If tax is not deducted under a bonafide belief, payer cannot be treated as ‘assessee in default’ u/s 201(1A) – All HC

CIT v I.T.C. Ltd [IT APPEAL NO. 44 OF 2002 dated 4.09.13] – Allahabad High Court


Assessee was deducting tax on the estimated income of the employees including the travelling allowance upto January, 1993. For a period of two months, the assessee stopped deducting the amount on the ground that he held discussions with the Income Tax Officer. Assessee was treated as assessee in default u/s 201(1A) and was made liable to pay the interest on the amount of income tax, which was not deducted by the assessee from the conveyance allowance given to its employees under Section 192 (1) of Income Tax Act. 

Assessee’s contentions:

  • The explanation given by assessee that it was under fair and bona fide belief not to deduct the TDS on conveyance allowance.
  • The Assessee had held a meeting with Shri Karan Singh, the then Income Tax Officer (TDS) on 22/27.1.1993 on which the assessee was advised that the conveyance allowance was not taxable.
  • Reliance is placed on rulings of Supreme Court in CIT v. Larsen & Toubro Ltd. [2009] 313 ITR 1; Delhi High Court in CIT v. HCL Info System Ltd. [2006] 282 ITR 263 and in CIT v.
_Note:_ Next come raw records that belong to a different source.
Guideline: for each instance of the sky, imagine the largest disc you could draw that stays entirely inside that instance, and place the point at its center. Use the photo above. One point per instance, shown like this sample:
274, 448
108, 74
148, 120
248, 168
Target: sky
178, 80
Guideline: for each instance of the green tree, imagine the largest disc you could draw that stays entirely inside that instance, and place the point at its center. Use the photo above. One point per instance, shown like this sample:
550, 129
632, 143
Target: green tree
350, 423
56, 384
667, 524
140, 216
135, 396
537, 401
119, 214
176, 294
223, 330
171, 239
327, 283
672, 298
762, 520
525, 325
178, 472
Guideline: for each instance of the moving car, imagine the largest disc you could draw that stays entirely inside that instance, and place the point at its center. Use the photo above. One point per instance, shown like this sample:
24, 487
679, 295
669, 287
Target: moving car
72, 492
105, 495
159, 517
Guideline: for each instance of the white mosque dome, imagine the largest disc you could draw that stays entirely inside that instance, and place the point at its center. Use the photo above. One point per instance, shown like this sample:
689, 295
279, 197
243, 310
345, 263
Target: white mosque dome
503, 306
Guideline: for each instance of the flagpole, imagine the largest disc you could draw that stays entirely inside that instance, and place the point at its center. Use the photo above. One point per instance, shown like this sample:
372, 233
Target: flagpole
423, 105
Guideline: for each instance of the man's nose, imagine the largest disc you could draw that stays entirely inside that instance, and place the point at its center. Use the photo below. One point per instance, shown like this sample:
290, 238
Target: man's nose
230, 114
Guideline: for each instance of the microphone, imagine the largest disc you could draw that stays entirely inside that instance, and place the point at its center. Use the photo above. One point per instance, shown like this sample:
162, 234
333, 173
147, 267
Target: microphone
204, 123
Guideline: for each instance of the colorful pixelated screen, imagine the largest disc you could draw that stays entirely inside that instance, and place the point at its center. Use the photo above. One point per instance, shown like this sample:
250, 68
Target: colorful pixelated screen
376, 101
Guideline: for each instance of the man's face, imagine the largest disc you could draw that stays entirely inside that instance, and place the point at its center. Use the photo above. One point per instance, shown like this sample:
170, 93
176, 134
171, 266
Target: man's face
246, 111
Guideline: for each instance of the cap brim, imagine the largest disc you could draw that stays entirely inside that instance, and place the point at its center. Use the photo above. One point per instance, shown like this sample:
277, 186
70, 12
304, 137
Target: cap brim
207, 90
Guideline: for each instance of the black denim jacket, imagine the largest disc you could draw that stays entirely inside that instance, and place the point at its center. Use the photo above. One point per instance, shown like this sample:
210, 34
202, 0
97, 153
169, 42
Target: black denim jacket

Nestle India Ltd. [2000] 243 ITR 435 in which a bona fide explanation is considered to be relevant for not deducting the tax under Section 192.
Tax Authority’s arguments:
  • It was obligatory on the part of company to deduct tax on source on conveyance allowance for which there was no exemption under Section 10 (14) of the Act. 
  • There was no exception nor any explanation, whether bonafide or not, can be entertained to avoid liability of interest under Section 201 (1A).
  • ITAT held that: “Section 192 (1) of the Act makes employer responsible for deducting tax at source from salary paid to its employees by estimating the income chargeable under the head “salaries” at average rate of income-tax. Sub section (3) of the same section stipulates that the person responsible for making deduction may increase or reduce the amount to be deducted under this section for the purposes of adjusting any excess or deficiency arising out of any previous deduction Section 201 casts duty on the person deducting tax to deposit the same within the prescribed time. If the tax has not been properly deducted or has not been properly paid after deducting, the person who is responsible is to be deemed to be an assessee in default in respect of the tax. On the perusal of these sections which are relevant to the issue under consideration, it becomes obvious that primarily the employer had to deduct tax from the salary paid to its employees on the basis of the estimated income of such employees. It thus follow that so long as the estimate made by the employer is bonafide, it cannot be faulted for not deducting tax.”
  • The assessee obtained declaration from the employees and on such declaration, the tax was not deducted. 
  • The assessee in its estimation of the income of its employees did not find, in consultation with Income Tax Officer (TDS), in the circumstances accepted by the Tribunal did not find it obligatory to deduct tax on such allowance on source.
  • The assessee-company took up the plea that it had discussions with the Income tax Officer and submitted a proof of letter dated 29.1.1993 in this regard. 
  • On these facts, the findings of the ITAT, that the action of assessee for not deducting the tax at source was based on bonafide belief, is a finding of fact, which does not call for interference in this appeal.